La niña le había parecido sana durante el chequeo que le había realizado unos días antes, pero por debajo de los siete años, la temperatura de los niños podía dispararse en cuestión de pocas horas.

—¿Cuándo empezó? —le preguntó.

¿Dónde estaba su ropa? Nikki miró a su alrededor y entonces recordó su striptease involuntario de camino a la habitación.

Se levantó y comenzó a desandar sus pasos. Prenda por prenda, fue recuperando su vestuario mientras regresaba hacia la parte delantera de la casa.

Lucas cerró los ojos e intentó recordar cuándo se había dado cuenta de que Heather tenía la frente caliente.

—Hace como unas tres horas. Creí que me lo estaba imaginando y la metí en la cama. Pero siguió llorando y cada vez estaba más caliente. No sé qué puedo hacer por ella —confesó—. ¿Debería llevarla a las urgencias del hospital?

El Blair Memorial era un hospital excelente, pero su personal no daba abasto con unas urgencias atestadas de gente. Había que examinar a Heather cuanto antes, antes de que su padre tuviera que ser ingresado.

—No, ¿por qué no deja que la vea yo primero? —sugirió. Dado que era autónomo, sabía que tendría un seguro básico, y eso no cubriría las urgencias primarias—. No es necesario que espere en urgencias, ni que lo pague.

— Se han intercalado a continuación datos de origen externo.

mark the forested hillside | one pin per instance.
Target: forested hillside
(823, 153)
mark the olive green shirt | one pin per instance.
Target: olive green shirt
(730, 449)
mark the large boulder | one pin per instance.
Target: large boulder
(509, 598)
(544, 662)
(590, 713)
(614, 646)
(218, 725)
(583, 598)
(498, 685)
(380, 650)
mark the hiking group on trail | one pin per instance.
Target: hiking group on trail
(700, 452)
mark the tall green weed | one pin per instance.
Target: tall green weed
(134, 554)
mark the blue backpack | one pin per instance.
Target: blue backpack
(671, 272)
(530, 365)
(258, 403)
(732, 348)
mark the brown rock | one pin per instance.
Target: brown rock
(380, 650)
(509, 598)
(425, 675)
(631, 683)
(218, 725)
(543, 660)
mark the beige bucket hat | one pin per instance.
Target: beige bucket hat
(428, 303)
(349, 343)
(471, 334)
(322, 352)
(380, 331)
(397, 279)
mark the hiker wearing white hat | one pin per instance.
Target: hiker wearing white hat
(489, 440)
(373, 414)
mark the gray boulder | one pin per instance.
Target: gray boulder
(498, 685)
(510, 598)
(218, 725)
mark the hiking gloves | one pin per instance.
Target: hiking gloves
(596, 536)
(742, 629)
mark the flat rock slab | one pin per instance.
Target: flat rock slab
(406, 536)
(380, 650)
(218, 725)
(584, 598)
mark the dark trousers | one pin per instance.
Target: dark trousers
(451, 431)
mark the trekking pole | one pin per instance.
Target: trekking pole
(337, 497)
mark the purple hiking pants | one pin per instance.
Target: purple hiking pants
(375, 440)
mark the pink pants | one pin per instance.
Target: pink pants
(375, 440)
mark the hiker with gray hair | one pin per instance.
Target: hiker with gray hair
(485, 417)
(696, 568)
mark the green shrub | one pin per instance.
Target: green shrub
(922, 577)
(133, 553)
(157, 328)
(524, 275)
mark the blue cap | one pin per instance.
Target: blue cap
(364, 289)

Ya había llegado al salón con la ropa. La dejó en el sofá.

—¿Por qué no me da su dirección y yo iré a ver si Heather necesita realmente ir al hospital? Probablemente lo único que necesite sean antibióticos.

—¿Hace consultas a domicilio?

—Hago excepciones —contestó Nikki. Abrió un cajón de la cocina, sacó un lápiz y entonces vio que se había quedado sin papel. Agarró un poco de papel de cocina y lo puso sobre la encimera—. De acuerdo, déme su dirección.

Hubo una pausa. Aún no estaba acostumbrado a su nueva dirección, así que Lucas tuvo que pensar antes de poder dar una respuesta. Tras el intervalo, le dio también el número de teléfono.

—Por si acaso no encuentra la casa —explicó.

Nikki sonrió. Había crecido en aquella ciudad, la había visto pasar de ser un pueblo con dos semáforos a una ciudad próspera de más de noventa mil personas. Dada la profesión de su madre, estaba familiarizada con todas las áreas residenciales de Bedford.

—Estaré ahí lo antes posible —prometió. Cuando estaba a punto de colgar, se detuvo y volvió a llevarse el auricular a la oreja—. Tranquilo, señor Wingate. Heather se pondrá bien.

En otra época, Lucas se habría reído de ella por pensar que necesitaba confianza. Pero tener que criar a Heather él solo había cambiado eso. Necesitaba ayuda y lo sabía. No podía permitirse ser orgulloso.

—Lo sé —dijo—. Es sólo que…

Tenía miedo de perder a su hija, pensó Nikki.

—No tiene que decirlo, señor Wingate. Lo comprendo. Le veré en unos minutos.

Finalizó la llamada y regresó al salón. Dejó el teléfono en el sofá y se apresuró a vestirse. Tenía una bolsa médica bien equipada para las urgencias en el armario de la entrada.

Aquello podía considerarse una urgencia, pensó mientras comprobaba que tuviese todo lo necesario.

Al menos lo era a los ojos de Lucas Wingate.